A Antioche, saint Prochore, l’un des sept premiers diacres. Remarquable par sa foi et ses miracles, il reçut la couronne du martyre.
A Rome, l’anniversaire des saints martyrs Démètre, Concesse, Hilaire et de leurs compagnons.
A Césarée de Cappadoce, saint Eupsyque martyr. Pour avoir renversé le temple de la Fortune, il fut martyrisé sous Julien l’Apostat.
En Afrique, les saints martyrs Massilitains, en la fête desquels saint Augustin prononça un discours.
A Sirmium, la passion de sept saintes vierges martyres, qui achetèrent la vie éternelle au prix de leur sang.
A Amida, en Mésopotamie, saint Acace évêque, qui pour racheter les captifs, fit fondre et vendit jusqu’aux vases sacrés de son église.

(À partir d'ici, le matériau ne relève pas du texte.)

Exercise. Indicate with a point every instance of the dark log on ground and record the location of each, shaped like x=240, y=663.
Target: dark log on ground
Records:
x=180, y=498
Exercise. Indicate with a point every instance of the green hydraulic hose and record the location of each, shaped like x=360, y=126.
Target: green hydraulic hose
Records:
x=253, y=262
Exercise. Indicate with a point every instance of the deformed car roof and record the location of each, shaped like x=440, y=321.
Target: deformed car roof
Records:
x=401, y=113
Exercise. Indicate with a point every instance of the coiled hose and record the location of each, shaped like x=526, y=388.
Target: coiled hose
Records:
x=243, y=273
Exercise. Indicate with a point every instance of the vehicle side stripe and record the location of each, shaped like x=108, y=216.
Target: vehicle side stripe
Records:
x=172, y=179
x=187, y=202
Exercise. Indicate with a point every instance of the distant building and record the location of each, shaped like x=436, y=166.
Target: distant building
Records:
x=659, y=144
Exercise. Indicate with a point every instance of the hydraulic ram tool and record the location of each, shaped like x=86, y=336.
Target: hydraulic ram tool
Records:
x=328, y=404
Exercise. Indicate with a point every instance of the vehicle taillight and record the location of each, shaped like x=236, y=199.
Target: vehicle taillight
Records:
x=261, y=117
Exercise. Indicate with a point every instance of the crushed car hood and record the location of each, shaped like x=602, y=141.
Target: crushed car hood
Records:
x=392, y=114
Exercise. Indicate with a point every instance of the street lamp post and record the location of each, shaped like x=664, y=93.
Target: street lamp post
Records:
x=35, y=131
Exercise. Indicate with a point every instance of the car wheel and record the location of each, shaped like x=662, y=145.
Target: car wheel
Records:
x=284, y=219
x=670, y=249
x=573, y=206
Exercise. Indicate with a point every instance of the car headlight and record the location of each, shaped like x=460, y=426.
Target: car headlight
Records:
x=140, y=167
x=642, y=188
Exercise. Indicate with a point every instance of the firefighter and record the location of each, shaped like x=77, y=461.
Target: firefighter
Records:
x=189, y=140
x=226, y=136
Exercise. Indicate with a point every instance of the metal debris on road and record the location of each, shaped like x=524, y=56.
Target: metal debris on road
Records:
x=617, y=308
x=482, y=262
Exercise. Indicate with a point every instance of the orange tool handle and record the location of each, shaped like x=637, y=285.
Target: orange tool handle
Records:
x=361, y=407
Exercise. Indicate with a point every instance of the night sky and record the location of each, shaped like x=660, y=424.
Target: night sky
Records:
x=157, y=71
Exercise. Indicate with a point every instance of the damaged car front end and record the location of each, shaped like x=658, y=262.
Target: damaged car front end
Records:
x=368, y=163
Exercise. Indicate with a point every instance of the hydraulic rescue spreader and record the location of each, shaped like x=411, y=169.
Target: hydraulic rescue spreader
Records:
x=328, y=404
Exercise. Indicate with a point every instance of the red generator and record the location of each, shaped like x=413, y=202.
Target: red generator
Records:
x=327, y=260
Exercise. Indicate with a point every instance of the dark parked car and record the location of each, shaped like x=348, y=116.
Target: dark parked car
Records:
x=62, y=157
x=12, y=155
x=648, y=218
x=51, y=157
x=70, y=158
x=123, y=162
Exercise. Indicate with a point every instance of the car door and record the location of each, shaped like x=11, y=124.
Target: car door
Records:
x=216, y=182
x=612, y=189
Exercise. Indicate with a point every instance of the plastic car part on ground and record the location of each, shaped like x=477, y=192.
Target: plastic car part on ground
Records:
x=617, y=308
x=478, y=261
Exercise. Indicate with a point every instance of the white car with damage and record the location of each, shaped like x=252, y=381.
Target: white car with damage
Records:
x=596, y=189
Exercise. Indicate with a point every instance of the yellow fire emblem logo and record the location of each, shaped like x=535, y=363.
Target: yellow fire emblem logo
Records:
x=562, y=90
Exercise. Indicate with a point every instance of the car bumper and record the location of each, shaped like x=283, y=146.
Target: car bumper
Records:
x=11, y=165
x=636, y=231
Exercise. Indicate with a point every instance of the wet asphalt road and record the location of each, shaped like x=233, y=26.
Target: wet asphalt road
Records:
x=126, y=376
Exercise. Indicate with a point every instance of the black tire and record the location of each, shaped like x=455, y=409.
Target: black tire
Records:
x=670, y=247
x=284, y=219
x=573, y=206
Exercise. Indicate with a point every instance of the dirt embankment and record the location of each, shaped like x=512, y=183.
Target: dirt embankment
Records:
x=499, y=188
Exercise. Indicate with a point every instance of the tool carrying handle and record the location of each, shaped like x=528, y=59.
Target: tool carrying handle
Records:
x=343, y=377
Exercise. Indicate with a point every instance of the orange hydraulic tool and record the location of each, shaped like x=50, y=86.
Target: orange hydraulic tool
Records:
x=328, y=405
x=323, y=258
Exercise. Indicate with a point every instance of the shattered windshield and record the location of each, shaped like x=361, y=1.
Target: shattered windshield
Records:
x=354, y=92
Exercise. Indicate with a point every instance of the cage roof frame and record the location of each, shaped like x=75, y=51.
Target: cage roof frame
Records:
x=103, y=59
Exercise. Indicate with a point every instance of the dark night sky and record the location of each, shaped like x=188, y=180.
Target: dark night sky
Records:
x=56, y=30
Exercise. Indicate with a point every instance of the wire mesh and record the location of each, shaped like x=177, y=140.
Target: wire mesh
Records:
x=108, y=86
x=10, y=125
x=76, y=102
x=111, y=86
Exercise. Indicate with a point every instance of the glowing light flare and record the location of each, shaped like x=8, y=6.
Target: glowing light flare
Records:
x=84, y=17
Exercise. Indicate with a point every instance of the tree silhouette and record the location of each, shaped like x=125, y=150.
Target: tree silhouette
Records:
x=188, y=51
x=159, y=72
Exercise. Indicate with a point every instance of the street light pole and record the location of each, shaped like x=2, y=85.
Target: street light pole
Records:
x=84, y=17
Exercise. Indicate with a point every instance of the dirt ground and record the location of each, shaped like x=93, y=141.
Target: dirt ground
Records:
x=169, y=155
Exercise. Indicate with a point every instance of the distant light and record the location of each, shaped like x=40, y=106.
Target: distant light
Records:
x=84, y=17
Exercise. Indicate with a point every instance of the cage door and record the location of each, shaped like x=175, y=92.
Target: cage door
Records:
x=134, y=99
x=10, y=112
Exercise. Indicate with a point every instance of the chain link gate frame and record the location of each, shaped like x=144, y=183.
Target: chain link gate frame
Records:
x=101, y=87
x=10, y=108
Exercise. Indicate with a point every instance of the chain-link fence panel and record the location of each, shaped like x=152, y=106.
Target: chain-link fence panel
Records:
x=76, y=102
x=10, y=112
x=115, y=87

A Rouen, saint Hugues, évêque et confesseur.
Dans la cité de Die, en France, saint Marcel évêque, célèbre par ses miracles.
A Mons, en Hainaut, la bienheureuse Waltrude, célèbre par la sainteté de sa vie et ses miracles.
A Rome, la translation du corps de sainte Monique, mère du bienheureux évêque Augustin. On l’amena d’Ostie à Rome au temps du souverain pontife Martin V, et on le plaça avec honneur dans l’église du même saint Augustin.